GET https://api.zoom.us/v2/metrics/meetings/MEETING_ID/participants?page_size=30
Authorization: Bearer ACCESS_TOKEN
This returns current participants and join times, handy for attendance tracking.
Step 5: Store and schedule
- Poll the endpoints on a schedule that fits Zoom’s rate limit (10 requests per second, 30 k per day).
- Write results to your own database or analytics tool.
- Alert or report off that data, no extra Zoom UI work required.
With those steps, your integration is already up and running. These calls funnel logins, past meetings, and live presence straight into your database, freeing you from chasing reports in the Zoom UI.
Torii for SaaS Management
If you’d like to explore SaaS Management further, let us know. Torii’s SaaS Management Platform helps you to:
- Discover shadow IT: Torii scans 24/7 and flags unapproved apps as they appear.
- Reduce spend: Identify idle licenses and overlapping tools before they bloat the budget.
- Automate onboarding & offboarding: Hand off repetitive account tasks and lower human error when people come or go.
- Stay ahead of renewals: Get reminders in time to renegotiate or cancel contracts.
Torii brings Finance, IT, and Security together on one SaaS Management platform with shared data.
Learn more by visiting Torii.
Frequently Asked Questions
You have three options: pull built-in Usage and Dashboard reports in the Zoom web portal, connect your tenant to Torii for cross-app visibility, or call Zoom’s Reports and Metrics APIs to feed raw data into your own dashboards.
The Usage report lists every meeting within a chosen date range, showing ID, topic, start time, duration, and participant counts; drilling into a meeting reveals join and leave times for each attendee, all downloadable as a CSV.
Torii centralizes Zoom license counts, spend, renewal dates, and user activity.

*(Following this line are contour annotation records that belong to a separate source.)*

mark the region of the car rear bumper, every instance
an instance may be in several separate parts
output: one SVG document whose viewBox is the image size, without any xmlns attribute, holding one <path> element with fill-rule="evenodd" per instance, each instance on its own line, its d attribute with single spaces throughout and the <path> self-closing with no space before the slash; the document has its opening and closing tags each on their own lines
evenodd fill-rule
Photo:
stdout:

After integrating, admins can search the Zoom page or ask Eko, Torii’s AI assistant, for instant stats without opening the Zoom dashboard.

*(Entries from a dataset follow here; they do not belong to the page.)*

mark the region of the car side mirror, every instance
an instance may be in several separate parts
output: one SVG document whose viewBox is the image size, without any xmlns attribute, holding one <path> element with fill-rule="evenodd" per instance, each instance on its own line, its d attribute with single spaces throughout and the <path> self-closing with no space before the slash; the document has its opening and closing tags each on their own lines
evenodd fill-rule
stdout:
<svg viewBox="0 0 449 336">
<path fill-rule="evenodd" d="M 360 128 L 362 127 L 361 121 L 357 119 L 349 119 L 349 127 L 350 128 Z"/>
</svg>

Use GET /report/users to list recent logins, then GET /report/users/{userId}/meetings for historical sessions. For live data, call /metrics/meetings?type=live followed by /metrics/meetings/{meetingId}/participants. All endpoints need a short-lived bearer token from a Server-to-Server OAuth app.

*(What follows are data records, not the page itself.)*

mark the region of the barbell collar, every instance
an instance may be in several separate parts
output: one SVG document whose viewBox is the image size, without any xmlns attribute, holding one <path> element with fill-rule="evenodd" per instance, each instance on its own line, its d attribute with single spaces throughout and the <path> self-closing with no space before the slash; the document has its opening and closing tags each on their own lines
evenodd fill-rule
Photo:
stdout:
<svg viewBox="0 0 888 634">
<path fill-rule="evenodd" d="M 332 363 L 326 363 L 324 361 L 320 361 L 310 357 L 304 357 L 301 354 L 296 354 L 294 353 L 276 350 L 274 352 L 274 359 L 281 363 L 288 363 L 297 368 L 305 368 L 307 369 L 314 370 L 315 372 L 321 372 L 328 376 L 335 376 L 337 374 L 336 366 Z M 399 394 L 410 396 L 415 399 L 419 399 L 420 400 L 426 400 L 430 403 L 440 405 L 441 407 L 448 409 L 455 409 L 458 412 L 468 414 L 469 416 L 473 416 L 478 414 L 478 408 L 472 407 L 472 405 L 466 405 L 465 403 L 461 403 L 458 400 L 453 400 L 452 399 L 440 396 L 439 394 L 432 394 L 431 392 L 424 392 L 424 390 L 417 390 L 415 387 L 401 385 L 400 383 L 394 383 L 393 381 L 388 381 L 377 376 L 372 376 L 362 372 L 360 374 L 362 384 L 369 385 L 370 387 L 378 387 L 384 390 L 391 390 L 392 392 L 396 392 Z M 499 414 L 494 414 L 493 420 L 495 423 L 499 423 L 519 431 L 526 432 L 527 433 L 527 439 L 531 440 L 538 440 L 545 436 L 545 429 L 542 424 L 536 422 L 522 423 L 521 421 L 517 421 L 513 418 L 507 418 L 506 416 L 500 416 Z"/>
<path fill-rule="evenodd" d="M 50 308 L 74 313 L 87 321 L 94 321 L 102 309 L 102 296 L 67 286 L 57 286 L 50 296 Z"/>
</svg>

Zoom only retains 12 months of report history, so export CSVs monthly or quarterly—whatever matches your audit policy—and archive them in a secure repository or BI tool to preserve evidence for future compliance reviews.
Zoom enforces 10 API requests per second and 30,000 per day across an account. Plan your polling schedule and pagination loops accordingly to avoid rate-limit errors and ensure all user and meeting data is captured.